03.03.25, Pleij, Dreaming of Cockaigne


This is a crossover book, and as such falls outside the scholarly focus of this list. It does not have the qualities of recent crossover bestsellers like Longitude, although it is quite clearly the fruit of many years of research and teaching, undertaken with joy and humor. The humor is awkward in translation, and the format of the book (over 400 dense pages divided into 41 chapters) is closer to a university lectures typescript than a night table offering for those dear to us.

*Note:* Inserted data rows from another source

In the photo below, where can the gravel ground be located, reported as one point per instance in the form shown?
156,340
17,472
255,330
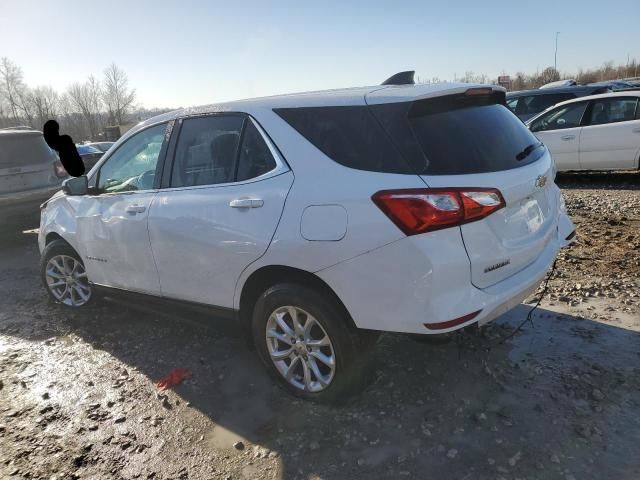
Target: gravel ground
558,400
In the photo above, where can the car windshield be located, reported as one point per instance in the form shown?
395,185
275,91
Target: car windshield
87,150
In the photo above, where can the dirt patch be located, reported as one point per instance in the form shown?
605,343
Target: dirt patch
559,400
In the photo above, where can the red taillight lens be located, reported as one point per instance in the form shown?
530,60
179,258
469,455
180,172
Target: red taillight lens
417,211
59,169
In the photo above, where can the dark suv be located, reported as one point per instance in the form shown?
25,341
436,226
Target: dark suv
527,103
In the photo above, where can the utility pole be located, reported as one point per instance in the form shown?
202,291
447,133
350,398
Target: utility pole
555,57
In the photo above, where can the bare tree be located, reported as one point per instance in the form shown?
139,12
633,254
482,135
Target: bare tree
86,98
11,86
45,103
116,94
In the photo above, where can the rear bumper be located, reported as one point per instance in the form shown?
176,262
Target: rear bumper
426,279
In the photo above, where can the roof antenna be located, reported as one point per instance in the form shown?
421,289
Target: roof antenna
401,78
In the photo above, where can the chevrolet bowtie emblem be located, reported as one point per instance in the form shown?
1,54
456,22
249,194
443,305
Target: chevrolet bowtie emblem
541,181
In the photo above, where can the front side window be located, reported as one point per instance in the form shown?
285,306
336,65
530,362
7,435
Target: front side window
133,166
207,150
568,116
613,110
219,149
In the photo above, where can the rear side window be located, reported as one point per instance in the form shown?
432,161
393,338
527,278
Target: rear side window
255,158
538,103
350,136
567,116
613,110
474,139
23,149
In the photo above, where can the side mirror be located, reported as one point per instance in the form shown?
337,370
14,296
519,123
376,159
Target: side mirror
76,186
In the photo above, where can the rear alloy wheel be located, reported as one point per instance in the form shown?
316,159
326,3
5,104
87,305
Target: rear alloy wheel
300,349
64,275
306,340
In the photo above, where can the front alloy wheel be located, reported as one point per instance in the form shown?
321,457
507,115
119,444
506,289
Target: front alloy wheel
300,349
67,280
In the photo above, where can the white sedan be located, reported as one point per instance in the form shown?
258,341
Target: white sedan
599,132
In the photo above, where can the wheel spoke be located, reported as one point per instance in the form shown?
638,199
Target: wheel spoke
278,336
307,375
295,318
316,371
323,342
291,368
56,264
328,361
283,325
80,293
53,274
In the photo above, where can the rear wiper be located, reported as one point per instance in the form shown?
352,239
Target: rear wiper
527,151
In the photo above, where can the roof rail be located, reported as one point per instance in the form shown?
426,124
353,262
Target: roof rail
401,78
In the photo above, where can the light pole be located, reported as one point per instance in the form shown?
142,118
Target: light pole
555,56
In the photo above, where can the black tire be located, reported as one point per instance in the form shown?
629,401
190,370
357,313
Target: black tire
351,346
55,248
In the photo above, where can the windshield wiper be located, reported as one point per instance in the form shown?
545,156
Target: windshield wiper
527,151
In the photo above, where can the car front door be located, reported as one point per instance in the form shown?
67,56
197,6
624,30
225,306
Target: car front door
611,137
226,192
112,223
559,129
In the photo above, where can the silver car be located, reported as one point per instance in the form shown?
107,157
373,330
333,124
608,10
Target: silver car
30,172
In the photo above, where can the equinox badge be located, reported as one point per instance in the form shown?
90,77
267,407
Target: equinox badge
497,266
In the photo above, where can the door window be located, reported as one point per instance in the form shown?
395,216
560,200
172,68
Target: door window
215,149
133,165
567,116
207,150
613,110
538,103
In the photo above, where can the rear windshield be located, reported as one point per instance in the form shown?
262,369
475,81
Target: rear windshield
350,136
476,139
20,150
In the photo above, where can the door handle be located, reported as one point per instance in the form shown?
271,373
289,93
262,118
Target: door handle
246,203
133,209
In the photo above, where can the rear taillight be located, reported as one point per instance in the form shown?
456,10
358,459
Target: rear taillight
58,169
423,210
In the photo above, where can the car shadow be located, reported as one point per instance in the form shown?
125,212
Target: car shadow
430,410
618,180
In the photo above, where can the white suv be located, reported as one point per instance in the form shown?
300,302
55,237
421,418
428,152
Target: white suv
317,220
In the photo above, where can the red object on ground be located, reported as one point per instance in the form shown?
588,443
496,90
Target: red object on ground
176,376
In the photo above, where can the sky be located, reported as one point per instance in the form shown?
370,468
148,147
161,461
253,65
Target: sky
187,52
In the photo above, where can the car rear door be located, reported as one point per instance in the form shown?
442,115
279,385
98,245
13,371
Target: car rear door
611,136
560,129
112,223
225,194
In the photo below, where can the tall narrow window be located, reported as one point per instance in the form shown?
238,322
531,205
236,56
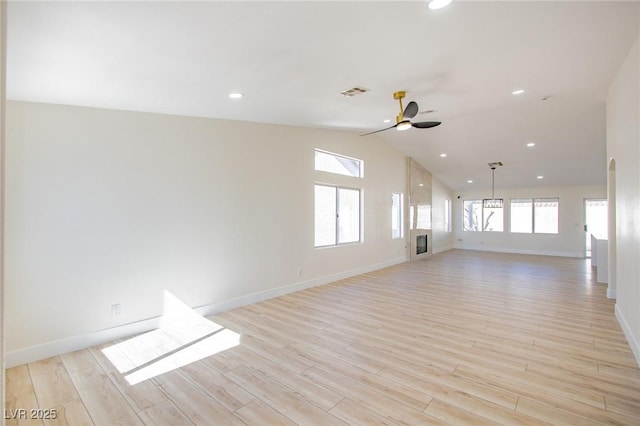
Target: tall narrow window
334,163
397,230
545,216
472,215
447,215
337,215
493,219
522,216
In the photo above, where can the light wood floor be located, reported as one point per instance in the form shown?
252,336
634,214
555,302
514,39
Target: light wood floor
462,338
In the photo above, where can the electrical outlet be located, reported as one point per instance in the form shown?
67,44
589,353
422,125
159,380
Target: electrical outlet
115,310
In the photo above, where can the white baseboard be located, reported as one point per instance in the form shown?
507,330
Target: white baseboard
518,251
57,347
633,343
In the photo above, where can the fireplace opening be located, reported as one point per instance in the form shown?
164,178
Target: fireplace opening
421,244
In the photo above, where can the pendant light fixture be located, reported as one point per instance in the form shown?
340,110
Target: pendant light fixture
493,202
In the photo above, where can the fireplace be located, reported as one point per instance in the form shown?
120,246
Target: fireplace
421,244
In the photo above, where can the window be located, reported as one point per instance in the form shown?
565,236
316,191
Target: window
477,218
534,215
397,228
334,163
447,215
472,211
545,216
522,216
337,215
493,219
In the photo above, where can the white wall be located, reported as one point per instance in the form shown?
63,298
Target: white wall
3,45
570,240
623,145
107,207
442,240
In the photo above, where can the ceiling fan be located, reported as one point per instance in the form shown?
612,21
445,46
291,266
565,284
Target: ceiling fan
403,120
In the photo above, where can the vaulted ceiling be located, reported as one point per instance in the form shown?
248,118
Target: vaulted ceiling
292,59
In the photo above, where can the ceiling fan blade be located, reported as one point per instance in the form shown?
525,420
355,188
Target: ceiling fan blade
378,131
426,124
411,110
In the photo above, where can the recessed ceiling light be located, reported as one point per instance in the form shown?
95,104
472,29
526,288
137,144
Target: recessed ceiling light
438,4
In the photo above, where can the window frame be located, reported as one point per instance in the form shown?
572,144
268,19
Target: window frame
399,215
533,201
447,215
336,239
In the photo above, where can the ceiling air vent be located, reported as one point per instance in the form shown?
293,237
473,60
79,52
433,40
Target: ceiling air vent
354,91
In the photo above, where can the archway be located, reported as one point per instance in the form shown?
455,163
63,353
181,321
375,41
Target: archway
611,195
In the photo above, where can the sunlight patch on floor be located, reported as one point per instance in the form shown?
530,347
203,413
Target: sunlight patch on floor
184,337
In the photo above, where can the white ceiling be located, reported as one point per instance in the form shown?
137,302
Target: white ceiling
292,60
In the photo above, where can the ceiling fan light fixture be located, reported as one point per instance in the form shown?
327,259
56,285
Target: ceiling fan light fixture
404,125
438,4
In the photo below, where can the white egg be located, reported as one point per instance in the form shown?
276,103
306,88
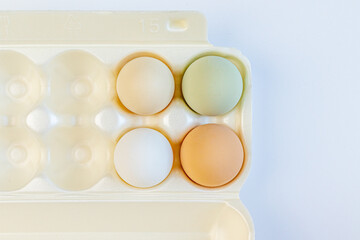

The book is organized as a series of brief (roughly ten-page) chapters connected to two short Dutch poems and one prose text on Cockaigne, translated and edited in the book. The chapters discuss everything that could be relevant to the texts, for example oral tradition; comparison with other texts; and cannibalism. Repetitions are frequent (e.g., 3 and 30). Perhaps because the book is not primarily intended for scholars, it presents more material than the author wants to vouch for. For example, hypotheses made in the course of the discussion are not disproved but put into question in the end; propositions never become hypotheses, but appear as rhetorical questions (e.g., 340): "Whether the...material as such -^× in its raw state, meaning when it was not in the process of being recited or performed -^× contains moralizing implications is a question that cannot be answered." For me, this is proof that there is no viable position other than the totalizing, broad overview (Huizinga is mentioned on the jacket) and the focused case study. If this book does not work, it is not the fault of the author, a celebrated scholar. Rather, the genre seems an impasse.

Could undergraduates use it as a general introduction to the fifteenth century? I think younger readers would not be able to read their way through frequent double negations and slight distinction between essential ideas and details. A random sample, again from p. 340: "it would be difficult...to find someone who had no notion of such connotations"; "there was always the reciter, or a fellow listener, or another reveler whose explanations would leave no room for doubt as to the meaning of the text, performance, or ritual"; "...material left the sphere of the oral tradition and entered the sphere of the written word, being committed to paper in the form of version B."

There are three short appendixes with Dutch source texts, a bibliography and an index, and 80 in- text illustrations. The illustrations are cropped, which makes the book less elegant, but its materials and layout follow the high standards of the press.

Instead of footnotes there is a Sources section, listing references by chapter and page number in a continuous narrative. Assuming it is there (references I was hoping for are not included), the parenthetical notation is in the Sources, and the full reference in the Bibliography.